The bank believes the kiwi is "abnormally high" at present.
It already has powers to intervene but its stance had been to exercise those only when the market was "disorderly". Since the kiwi was floated in 1985, the bank has never intervened.
Finance Minister Michael Cullen, who boasted in November he had "options" to curb the kiwi, said he was strongly supportive of the bank's proposal and would take it to Cabinet in the near future.
Central bank intervention to influence a currency's direction has been spectacularly unsuccessful around the world.
Speculators and private banks collectively tend to have greater financial reserves than central banks.
Most famously, in 1992, Britain was forced out of the European monetary mechanism when billionaire George Soros and others out-muscled the Bank of England.
Critics argue that where the Bank of England failed, the RB has scant chance of success.
However, other central banks such as the Bank of Japan and Reserve Bank of Australia (RBA) are regular interveners and could claim a degree of success.
Dr Bollard acknowledged there were risks for the bank in operating such a policy and it would require "careful management".
Currently, the RB holds foreign currency reserves of about $3.5 billion and Dr Bollard will request the bank increase that amount by an unspecified but probably significant amount.

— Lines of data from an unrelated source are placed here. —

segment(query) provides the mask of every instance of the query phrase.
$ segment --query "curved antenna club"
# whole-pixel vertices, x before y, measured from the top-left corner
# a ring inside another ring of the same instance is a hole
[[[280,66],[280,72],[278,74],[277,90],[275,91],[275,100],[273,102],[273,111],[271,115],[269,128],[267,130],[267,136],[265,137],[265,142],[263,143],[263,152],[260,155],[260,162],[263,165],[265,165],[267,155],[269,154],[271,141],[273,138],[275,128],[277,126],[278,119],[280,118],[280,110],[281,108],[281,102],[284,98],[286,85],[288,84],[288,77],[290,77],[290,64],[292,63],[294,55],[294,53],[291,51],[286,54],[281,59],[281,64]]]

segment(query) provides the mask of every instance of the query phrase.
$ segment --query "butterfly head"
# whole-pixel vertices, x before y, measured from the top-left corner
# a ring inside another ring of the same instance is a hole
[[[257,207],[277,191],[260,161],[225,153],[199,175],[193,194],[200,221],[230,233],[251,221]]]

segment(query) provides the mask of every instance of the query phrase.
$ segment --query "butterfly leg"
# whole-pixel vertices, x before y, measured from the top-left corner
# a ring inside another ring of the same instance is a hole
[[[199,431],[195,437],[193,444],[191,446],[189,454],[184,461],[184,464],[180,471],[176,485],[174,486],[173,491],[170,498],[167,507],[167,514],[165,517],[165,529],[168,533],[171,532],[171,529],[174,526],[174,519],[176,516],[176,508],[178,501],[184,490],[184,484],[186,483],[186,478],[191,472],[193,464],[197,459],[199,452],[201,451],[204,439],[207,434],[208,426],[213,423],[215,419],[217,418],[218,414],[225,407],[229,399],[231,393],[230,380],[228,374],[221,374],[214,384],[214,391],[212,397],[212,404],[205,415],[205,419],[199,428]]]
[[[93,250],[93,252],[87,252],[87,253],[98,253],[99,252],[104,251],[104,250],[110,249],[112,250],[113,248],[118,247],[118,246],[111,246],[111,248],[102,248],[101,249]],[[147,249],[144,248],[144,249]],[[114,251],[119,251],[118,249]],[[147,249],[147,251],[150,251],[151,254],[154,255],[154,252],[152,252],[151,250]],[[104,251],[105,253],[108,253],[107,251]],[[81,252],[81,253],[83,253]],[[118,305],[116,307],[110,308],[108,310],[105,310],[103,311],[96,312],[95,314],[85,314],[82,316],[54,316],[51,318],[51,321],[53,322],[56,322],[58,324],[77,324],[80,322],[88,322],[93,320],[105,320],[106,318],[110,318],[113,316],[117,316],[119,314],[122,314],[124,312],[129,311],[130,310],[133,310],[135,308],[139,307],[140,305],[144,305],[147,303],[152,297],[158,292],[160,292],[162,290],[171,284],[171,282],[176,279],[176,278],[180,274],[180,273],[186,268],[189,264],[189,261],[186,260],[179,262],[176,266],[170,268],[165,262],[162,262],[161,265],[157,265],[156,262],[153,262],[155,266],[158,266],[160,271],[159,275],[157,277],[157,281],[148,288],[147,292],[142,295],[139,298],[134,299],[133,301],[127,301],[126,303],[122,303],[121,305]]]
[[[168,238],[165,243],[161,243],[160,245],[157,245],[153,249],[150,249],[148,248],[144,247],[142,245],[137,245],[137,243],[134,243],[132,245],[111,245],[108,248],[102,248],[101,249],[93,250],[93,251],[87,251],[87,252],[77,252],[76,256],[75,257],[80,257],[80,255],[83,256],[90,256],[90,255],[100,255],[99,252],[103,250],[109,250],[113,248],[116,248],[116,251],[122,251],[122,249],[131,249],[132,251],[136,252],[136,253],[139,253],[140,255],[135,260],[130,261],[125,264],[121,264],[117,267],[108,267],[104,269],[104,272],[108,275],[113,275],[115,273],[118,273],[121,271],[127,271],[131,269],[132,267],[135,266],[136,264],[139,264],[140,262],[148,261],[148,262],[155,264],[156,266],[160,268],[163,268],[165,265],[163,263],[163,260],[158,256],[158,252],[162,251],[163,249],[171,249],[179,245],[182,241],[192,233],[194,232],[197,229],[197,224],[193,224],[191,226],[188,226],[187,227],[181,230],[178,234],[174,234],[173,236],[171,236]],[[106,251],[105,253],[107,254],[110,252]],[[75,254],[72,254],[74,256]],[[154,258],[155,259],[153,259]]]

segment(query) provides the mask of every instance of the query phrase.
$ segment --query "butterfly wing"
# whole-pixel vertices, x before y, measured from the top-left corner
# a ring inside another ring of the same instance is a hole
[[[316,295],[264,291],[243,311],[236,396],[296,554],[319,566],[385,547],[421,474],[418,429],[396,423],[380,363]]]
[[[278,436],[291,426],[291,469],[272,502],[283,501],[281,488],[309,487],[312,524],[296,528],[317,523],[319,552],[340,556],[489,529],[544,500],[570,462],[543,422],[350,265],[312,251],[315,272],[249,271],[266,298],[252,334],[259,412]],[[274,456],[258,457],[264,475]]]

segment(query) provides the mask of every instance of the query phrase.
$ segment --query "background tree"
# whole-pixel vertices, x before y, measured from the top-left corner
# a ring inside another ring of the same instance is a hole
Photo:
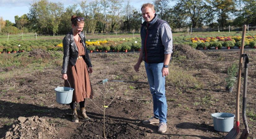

He defined "unjustifiable" as meaning when the currency moved in a way unexplained by "economic fundamentals".
"This process is similar to that used for some years by the Reserve Bank of Australia," he noted.
Despite the Reserve Bank of Australia's actions, the Australian dollar's rise against the US dollar has run parallel to the kiwi.
The new tool would help maintain unnecessary exchange rate volatility, Dr Bollard said.
"Importantly, such foreign exchange intervention would not be trying to permanently change the long-run exchange rate," he said.
"At best, we can influence the exchange rate only by small amounts at the extremes of its cycle when it is a long way from economic fundamentals. In doing this, there could be financial risks to the bank requiring careful management."
Dr Bollard said he had in recent days put the idea to Dr Cullen, but the bank had been mulling the concept for over two years. He would not say what influence Dr Cullen had on the decision.
More work needed to be done before final decisions could be made or the operational procedures and capacities were established.
National Party finance spokesman John Key, a former currency market player, slammed the concept as "about as effective as a pop gun in a bank robbery".
"As much as we all have sympathy for the current plight of exporters, currency intervention is the equivalent of a financial mirage," he said in a statement.
"In many respects currency intervention is not dissimilar to tinsel on a Christmas tree -- it looks nice, and makes everyone feel better, but achieves very little," Mr Keys said.
International advice suggested the risk-reward ratio did not justify intervention, he said, noting intervention was most likely to create "false hope and a large public liability along the way."